By Mark Krikorian on April 8, 2005

FrontPageMagazine.com, April 8, 2005

More than 1,500 of our soldiers in Iraq have given their lives to ensure America's safety. An emergency military spending bill to keep their comrades supplied with bullets and gasoline passed the House of Representatives last month with the addition of several important domestic security measures, including national standards for state driver's licenses.

The Senate will debate the bill next week, and is considering an addition of its own: amnesty for illegal aliens.

I am not making this up. For several years now, Sen. Larry Craig has teamed up with Sen. Ted Kennedy to relentlessly push the AgJobs bill (the Agricultural Job Opportunity, Benefits, and Security Act, currently S. 359), which would grant amnesty to most illegal alien farmworkers, and their families (plus admit many, many more through a harmful "temporary" worker program). Estimates are that as many as three million illegals could take advantage of this amnesty.

Sen. Craig has said he intends to offer his amnesty as an amendment when the military spending bill is considered next week on the Senate floor. His hope is that if his amnesty is added to the Senate version of the bill it will be too difficult for pro-borders Republicans in the House to kill it when the two bodies meet to reconcile the different versions of the bill.

There's so much wrong with this it's hard to know where to start. Firstly, regardless of the merits of bill, it's simply irresponsible to hold up an emergency spending measure for an extensive debate on something as momentous as an illegal alien amnesty - and equally irresponsible to pass such an amnesty without extensive debate.

And there's little merit to the Craig-Kennedy amnesty anyway. Supporters of the bill tell the soothing fairytale that this measure will help solve the illegal immigration problem, but this is a fairy tale we've heard before. Congress passed a "one-time-only" amnesty in 1986, and it supercharged illegal immigration, giving us an illegal population that is now twice as large as before the amnesty.

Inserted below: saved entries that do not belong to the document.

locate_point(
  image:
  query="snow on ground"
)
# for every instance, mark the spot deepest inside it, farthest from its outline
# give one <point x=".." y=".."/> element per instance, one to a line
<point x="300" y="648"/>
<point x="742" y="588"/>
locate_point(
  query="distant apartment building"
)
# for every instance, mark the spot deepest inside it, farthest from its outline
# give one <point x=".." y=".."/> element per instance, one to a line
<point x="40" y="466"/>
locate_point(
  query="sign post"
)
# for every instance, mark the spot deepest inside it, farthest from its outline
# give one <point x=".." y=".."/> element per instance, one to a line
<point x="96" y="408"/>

There was a farmworker component of that 1986 amnesty, too, which turned out to be possibly the most fraud-ridden government program in history. The story of that earlier amnesty would make you laugh if you weren't crying. It became routine to hear applicants claiming to have harvested purple cotton, or dug cherries out of the ground, or picked watermelons from trees. But the political pressure to grant amnesty to as many people as possible was so intense, that only a handful of applications were rejected. In the end, the number of "farmworkers" legalized exceeded the total number of actual farmworkers in the whole country.

We would be guaranteed more of the same this time, because the Craig-Kennedy amnesty has even fewer safeguards than the 1986 amnesty.

And this isn't just an abstract matter of following the rules. Among the hundreds of thousands of illegal aliens who were fraudulently legalized was one Mahmoud "The Red" Abouhalima, an Egyptian illegal alien cabbie in New York. It was only after he got his green card in the 1986 amnesty that he had the ability to travel to Afghanistan for terrorist training and then return to help plan the first World Trade Center attack, for which he is serving life in prison. Do we really want to find out what kinds of bad guys the next amnesty will legalize, enabling them to work and travel freely, preying on our society?

And, last but not least, the Craig-Kennedy amnesty would cost the Treasury billions. Illegal aliens get few public benefits on their own, but they do collect them on behalf of their U.S.-born citizen children, for a net cost to the federal government alone of $10 billion per year. When they get amnesty, their incomes (and thus tax payments) go up a little, but their use of government services balloons, because they are now eligible. Our estimate is that amnesty for all illegals would nearly triple the cost to Washington, to $29 billion per year.

The irony is exquisite. The same measure that would enable our soldiers to defend the borders of a newly free Iraq would also undermine our own borders. Mahmoud the Red is laughing from his prison cell.


Mark Krikorian is Executive Director of the Center for Immigration Studies.